The bark went down to the Atlantic at six knots with the trade on her quarter. The Christmas Day evening came down at the rail at half past five with the long red light of a December sunset at the western horizon and the dark coming on at the eastern horizon, and Olav stood at the rail and watched the western horizon at the dark coming on. He had carried what he had carried out of the Dronningen’s wharf to the upper city to the back room at the O’Briens’ house at the second street to the south to the kitchen at the Christmas Eve to the Catholic mission at the upper end of Front Street to the wharf at the noon tide of the twenty-fifth of December to the foremast pin-rail of the Kvik of Drammen on the southerly Atlantic at the change of the four bells of the second dog-watch.

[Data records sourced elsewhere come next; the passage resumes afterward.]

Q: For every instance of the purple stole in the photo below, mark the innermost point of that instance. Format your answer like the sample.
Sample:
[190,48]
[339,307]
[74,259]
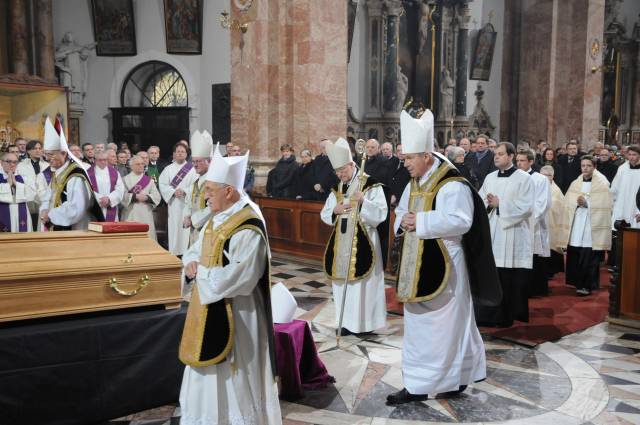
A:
[5,212]
[47,173]
[142,183]
[181,174]
[113,179]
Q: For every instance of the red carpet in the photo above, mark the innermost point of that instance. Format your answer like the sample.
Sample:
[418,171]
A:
[552,317]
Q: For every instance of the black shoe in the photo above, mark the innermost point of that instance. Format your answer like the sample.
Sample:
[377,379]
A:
[450,394]
[404,396]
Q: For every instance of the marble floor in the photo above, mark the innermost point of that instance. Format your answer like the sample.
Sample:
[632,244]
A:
[590,377]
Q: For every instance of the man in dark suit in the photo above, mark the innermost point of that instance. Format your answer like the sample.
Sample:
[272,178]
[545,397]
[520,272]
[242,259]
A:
[570,166]
[376,166]
[480,163]
[325,176]
[398,176]
[156,164]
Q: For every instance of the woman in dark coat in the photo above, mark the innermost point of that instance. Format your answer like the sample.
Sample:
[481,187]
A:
[549,158]
[305,178]
[282,177]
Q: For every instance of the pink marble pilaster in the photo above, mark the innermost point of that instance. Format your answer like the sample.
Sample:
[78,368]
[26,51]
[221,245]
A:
[288,78]
[592,90]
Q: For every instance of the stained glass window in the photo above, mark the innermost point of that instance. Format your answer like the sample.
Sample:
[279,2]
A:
[154,84]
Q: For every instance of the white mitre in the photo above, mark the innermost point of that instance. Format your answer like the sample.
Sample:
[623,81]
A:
[339,153]
[57,142]
[201,145]
[230,170]
[416,134]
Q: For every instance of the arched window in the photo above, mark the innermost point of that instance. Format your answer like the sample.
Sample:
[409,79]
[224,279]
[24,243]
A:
[154,84]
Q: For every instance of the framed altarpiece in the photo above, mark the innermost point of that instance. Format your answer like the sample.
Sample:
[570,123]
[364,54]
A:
[24,108]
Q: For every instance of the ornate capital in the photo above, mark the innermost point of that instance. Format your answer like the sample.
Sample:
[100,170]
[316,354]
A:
[374,7]
[393,7]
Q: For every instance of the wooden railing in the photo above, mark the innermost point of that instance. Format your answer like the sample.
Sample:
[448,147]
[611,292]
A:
[295,227]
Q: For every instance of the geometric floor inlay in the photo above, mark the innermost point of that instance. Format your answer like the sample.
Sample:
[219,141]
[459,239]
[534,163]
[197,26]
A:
[590,377]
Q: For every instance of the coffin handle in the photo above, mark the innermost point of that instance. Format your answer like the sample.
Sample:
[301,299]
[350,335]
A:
[143,281]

The Christmas Day evening went to the night. The Kvik went down to the open water. The lighthouse at the river-mouth showed at the larboard quarter and then did not. The dark of the Atlantic at the Christmas night of 1877 came down.

He stood at the rail.

He did not know what was at the bottom of the chest at the foot of the bed at the back room at Vestbø where the chest was not now and would be in the spring. He did not know what was wrapped in the piece of brown paper at his side-pocket. He did not know what was in Olava’s hand at the long blue light at her upper window at Lindøy on the same Christmas Day at six hours’ difference of longitude. He did not know what the Kvik of Drammen would do at the run to Hamburg.

He carried what he was carrying.

The Kvik of Drammen went south by east at six knots into the Atlantic at the Christmas night of 1877.